Respecto a la plantilla, aunque la respuesta “ha sido adecuada”, el Ararteko manifiesta que se “nota cada vez más el sobreesfuerzo sostenido en el tiempo”. Actualmente, la plantilla, que está formada por 56 personas, se ha reforzado hasta alcanzar los ocho profesionales en turnos de día y cuatro de noche (uno por planta y otro itinerante).

se garantiza la atención El Ararteko, en el informe relativo a Gipuzkoa, confirma la “dificultad” para la Administración foral de mantener centros abiertos a la espera de una “eventual utilización”. Sin embargo, el defensor del pueblo considera que este flujo migratorio ya no se puede describir “como un incremento puntual o una situación coyuntural”. En este sentido, advierte del riesgo de “consolidar, incluso aumentar, el nivel de sobreocupación por una tendencia de llegadas sin visos de disminuir a corto plazo”.

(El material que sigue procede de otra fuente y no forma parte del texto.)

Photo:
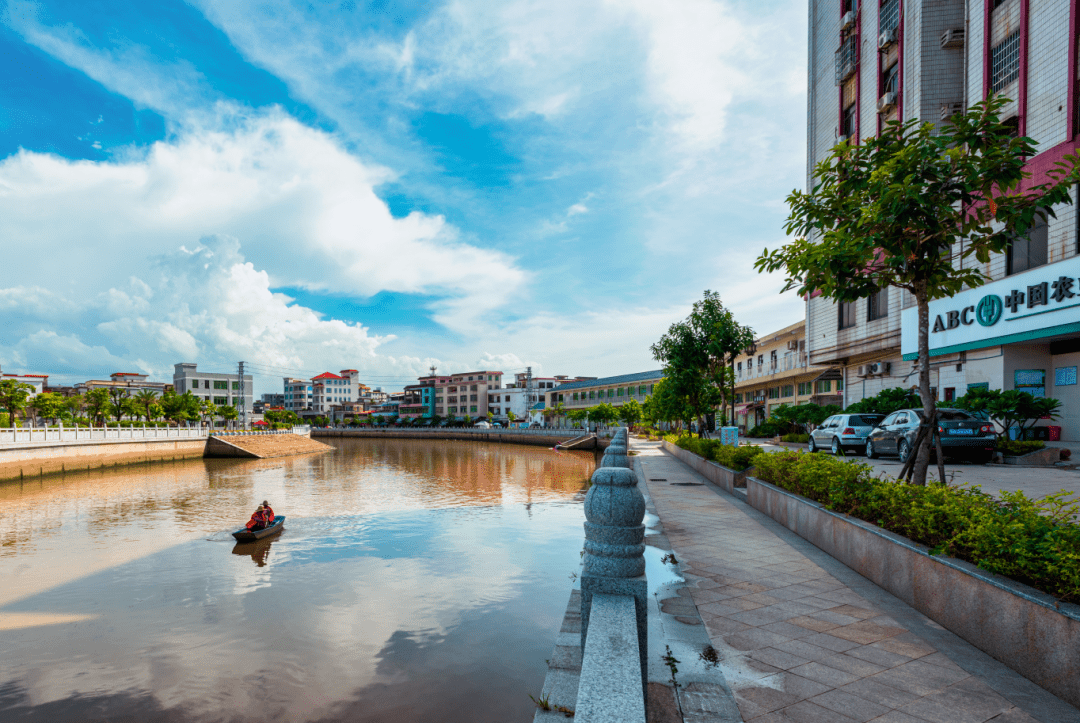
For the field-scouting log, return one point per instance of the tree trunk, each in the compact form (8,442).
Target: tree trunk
(922,452)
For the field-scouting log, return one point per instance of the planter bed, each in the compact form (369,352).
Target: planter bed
(1025,629)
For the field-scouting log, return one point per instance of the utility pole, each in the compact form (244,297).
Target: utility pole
(243,399)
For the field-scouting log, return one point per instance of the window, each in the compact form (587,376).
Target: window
(1028,252)
(1004,62)
(890,79)
(878,306)
(846,312)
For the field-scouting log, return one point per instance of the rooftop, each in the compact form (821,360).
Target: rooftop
(608,380)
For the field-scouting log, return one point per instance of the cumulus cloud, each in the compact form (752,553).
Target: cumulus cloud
(306,210)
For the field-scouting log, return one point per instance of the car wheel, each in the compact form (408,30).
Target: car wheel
(871,454)
(903,450)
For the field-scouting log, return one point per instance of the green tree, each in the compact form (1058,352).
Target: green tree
(630,413)
(49,405)
(905,208)
(14,396)
(145,399)
(96,403)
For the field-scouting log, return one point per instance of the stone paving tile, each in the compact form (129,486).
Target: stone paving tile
(796,644)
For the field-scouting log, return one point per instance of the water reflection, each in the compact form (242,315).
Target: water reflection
(415,580)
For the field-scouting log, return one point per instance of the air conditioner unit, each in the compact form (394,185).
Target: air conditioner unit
(953,38)
(949,109)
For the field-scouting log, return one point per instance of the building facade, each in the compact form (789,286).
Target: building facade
(918,59)
(775,371)
(616,390)
(221,389)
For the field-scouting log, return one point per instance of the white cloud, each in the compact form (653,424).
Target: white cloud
(305,209)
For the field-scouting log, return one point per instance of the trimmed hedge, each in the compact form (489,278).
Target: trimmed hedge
(732,457)
(1036,541)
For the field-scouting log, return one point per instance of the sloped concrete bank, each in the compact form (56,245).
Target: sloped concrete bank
(37,459)
(508,437)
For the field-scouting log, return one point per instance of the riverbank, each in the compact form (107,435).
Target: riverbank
(547,438)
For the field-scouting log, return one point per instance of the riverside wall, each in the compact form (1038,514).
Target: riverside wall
(21,460)
(536,438)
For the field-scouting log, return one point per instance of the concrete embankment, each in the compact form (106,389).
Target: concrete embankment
(35,459)
(549,438)
(261,447)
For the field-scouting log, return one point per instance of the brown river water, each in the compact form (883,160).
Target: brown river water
(415,580)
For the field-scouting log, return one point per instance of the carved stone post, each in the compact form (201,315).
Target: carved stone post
(615,548)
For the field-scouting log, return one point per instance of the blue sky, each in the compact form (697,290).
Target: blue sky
(386,186)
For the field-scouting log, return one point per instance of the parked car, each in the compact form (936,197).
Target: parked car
(962,434)
(844,431)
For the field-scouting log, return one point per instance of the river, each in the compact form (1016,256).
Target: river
(415,580)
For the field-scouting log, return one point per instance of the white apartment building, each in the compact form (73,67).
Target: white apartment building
(905,59)
(217,388)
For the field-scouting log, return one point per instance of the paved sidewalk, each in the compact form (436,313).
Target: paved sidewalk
(802,638)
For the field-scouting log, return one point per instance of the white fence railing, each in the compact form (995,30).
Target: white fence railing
(41,434)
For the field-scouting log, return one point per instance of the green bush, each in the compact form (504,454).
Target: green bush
(732,457)
(1034,541)
(1015,449)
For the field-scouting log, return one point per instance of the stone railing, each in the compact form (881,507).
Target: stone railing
(61,433)
(613,594)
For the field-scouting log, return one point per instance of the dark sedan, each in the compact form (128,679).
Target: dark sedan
(962,434)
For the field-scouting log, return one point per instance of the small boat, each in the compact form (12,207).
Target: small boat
(245,535)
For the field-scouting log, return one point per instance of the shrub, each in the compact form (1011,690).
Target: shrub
(1015,449)
(1034,541)
(733,457)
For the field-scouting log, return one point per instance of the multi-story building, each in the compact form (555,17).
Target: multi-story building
(217,388)
(615,390)
(39,382)
(774,372)
(459,396)
(298,393)
(131,382)
(920,59)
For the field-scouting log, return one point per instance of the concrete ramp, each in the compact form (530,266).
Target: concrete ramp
(261,446)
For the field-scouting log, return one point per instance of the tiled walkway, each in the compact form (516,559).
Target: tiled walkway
(802,638)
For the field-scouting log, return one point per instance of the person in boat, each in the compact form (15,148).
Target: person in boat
(258,520)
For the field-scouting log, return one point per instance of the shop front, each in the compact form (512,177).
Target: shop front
(1022,332)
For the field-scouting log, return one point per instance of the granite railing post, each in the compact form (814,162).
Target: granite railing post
(615,548)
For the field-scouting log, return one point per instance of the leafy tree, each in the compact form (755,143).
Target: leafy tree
(14,396)
(905,209)
(96,402)
(887,401)
(144,399)
(49,405)
(1009,409)
(630,413)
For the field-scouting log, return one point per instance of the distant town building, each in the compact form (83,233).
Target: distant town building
(39,382)
(214,387)
(132,382)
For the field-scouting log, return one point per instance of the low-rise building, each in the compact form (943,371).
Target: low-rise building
(775,371)
(616,390)
(221,389)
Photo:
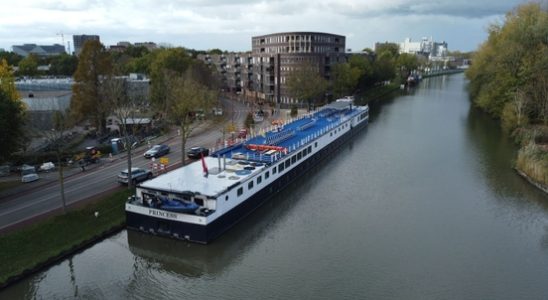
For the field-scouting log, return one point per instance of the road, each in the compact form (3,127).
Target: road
(40,198)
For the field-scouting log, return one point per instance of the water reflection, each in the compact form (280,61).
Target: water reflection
(494,152)
(159,254)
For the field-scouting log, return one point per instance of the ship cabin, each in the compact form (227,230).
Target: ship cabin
(212,186)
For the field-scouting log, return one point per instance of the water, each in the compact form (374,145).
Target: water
(422,205)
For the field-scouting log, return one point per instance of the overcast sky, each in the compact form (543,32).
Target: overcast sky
(230,24)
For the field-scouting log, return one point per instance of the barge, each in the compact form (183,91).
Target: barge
(200,201)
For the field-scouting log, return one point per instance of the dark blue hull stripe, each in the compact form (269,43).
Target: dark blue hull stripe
(205,234)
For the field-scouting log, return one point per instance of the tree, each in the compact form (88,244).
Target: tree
(93,66)
(28,66)
(306,84)
(184,97)
(12,58)
(406,63)
(166,63)
(384,66)
(63,64)
(513,58)
(124,106)
(55,138)
(12,114)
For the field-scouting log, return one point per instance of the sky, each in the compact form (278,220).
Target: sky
(230,24)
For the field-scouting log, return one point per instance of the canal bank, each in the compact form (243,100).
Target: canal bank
(41,245)
(423,205)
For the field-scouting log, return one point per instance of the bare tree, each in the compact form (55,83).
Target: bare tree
(185,96)
(520,105)
(124,106)
(56,140)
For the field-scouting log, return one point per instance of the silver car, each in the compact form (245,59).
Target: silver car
(137,175)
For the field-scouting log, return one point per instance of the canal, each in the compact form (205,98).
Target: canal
(424,204)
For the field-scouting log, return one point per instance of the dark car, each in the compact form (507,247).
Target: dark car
(196,152)
(137,175)
(157,151)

No obstante, aplaude que, a pesar de este exceso, “las condiciones en las que se encuentran atendidos los menores no son de precariedad”. “La Administración ha sido capaz de seguir garantizando la cobertura de las necesidades básicas de alojamiento y alimentación en condiciones similares a las del resto de los chicos habitualmente acogidos en el centro, ha reforzado los equipos profesionales y aún está pudiendo mantener la orientación y el trabajo educativo en el recurso”, valora.

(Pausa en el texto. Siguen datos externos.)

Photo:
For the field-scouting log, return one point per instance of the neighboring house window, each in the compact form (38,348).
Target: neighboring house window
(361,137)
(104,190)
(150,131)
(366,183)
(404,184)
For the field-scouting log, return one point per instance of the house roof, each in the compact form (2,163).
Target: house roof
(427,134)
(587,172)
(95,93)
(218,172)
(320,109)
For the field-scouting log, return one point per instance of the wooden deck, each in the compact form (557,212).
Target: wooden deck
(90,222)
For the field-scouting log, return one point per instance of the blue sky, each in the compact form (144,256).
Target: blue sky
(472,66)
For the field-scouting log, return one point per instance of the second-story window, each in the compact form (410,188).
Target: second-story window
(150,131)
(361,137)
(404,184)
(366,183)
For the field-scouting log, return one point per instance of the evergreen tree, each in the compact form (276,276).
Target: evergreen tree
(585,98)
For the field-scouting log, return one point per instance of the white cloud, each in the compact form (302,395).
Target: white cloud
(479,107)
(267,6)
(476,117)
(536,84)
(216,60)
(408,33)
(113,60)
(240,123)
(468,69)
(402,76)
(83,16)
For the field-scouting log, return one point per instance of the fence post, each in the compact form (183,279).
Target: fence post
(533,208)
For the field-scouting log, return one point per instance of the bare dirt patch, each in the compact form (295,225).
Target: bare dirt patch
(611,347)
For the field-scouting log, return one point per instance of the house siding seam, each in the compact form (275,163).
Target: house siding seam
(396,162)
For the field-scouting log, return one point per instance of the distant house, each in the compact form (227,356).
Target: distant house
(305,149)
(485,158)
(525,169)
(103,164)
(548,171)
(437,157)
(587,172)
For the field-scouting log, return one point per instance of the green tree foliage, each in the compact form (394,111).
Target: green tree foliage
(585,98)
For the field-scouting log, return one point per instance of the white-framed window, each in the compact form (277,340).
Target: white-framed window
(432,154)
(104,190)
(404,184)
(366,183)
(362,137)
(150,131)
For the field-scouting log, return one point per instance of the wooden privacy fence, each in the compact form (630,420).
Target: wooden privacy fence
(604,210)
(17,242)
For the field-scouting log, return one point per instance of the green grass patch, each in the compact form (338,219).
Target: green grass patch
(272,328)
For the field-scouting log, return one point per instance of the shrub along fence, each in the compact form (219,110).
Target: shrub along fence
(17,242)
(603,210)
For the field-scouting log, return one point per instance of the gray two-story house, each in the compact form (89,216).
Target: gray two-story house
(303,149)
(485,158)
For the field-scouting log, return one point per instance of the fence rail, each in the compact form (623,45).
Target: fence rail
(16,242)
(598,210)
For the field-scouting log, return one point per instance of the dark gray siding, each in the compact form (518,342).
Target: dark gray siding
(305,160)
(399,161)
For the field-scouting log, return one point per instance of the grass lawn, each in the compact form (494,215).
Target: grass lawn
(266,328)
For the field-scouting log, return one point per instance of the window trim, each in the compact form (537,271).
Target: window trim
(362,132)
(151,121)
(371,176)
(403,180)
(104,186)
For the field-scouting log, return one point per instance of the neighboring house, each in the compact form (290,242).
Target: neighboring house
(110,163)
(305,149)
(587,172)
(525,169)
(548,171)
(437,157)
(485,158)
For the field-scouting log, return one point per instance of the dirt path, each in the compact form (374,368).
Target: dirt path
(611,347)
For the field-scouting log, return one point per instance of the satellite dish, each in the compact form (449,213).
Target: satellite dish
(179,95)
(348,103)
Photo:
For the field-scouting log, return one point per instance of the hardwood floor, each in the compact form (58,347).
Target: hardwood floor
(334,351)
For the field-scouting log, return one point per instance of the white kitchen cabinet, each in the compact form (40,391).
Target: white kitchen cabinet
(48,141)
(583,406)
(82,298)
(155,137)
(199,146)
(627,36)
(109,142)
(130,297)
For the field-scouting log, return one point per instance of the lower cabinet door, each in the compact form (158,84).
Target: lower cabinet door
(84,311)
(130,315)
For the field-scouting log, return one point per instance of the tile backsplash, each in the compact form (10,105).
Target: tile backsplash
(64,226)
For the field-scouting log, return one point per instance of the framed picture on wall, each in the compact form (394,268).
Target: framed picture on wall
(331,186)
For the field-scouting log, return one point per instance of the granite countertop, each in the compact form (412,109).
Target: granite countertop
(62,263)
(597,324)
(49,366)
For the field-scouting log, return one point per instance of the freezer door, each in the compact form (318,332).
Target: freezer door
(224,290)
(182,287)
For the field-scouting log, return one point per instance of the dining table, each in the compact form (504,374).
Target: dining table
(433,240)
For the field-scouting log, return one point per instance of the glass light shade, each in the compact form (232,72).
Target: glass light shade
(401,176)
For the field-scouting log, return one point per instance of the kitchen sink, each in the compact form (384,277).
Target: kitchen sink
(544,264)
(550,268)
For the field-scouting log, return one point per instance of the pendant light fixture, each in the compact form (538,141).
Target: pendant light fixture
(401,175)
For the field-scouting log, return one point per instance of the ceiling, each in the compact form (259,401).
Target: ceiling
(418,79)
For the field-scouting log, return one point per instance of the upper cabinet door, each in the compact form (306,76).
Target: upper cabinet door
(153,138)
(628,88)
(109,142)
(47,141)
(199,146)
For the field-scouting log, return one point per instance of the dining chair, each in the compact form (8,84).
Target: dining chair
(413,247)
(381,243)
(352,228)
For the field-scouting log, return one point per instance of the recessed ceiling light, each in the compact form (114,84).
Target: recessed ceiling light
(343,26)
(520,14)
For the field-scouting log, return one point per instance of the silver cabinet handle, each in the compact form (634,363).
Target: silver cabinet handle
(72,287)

Y es en este contexto en el que reclama una perspectiva global a nivel de la Comunidad Autónoma Vasca.

Nuevos flujos del mediterráneo Precisamente ayer, la responsable de Migraciones de Unicef Comité Español, Sara Collantes, señaló que el aumento generalizado de menores extranjeros no acompañados ha colocado en una situación “muy complicada” a los sistemas de protección de comunidades como el País Vasco, Catalunya, Andalucía o Madrid.

“Hay que trabajar con urgencia, aumentando los recursos y la inversión para ofrecer una atención especializada a los chicos con problemas de adicciones y poner en marcha residencias pequeñas”, abogó Collantes.

De hecho, cree que las restricciones que algunos países como Italia han puesto a la llegada de inmigrantes ha hecho que se incorporen a través del Estado otros flujos que se han desviado del Mediterráneo central.

Además, esta experta, cuyas declaraciones recoge la agencia Efe, cree que las razones socioeconómicas, demográficas y el propio cambio climático van a contribuir a que estos flujos sigan en aumento. “Es importante dimensionar correctamente las cifras que han supuesto el colapso del sistema de protección en determinadas comunidades autónomas, pero no se puede hablar de avalancha, sino de que el sistema no estaba preparado para este número de niños”, matiza.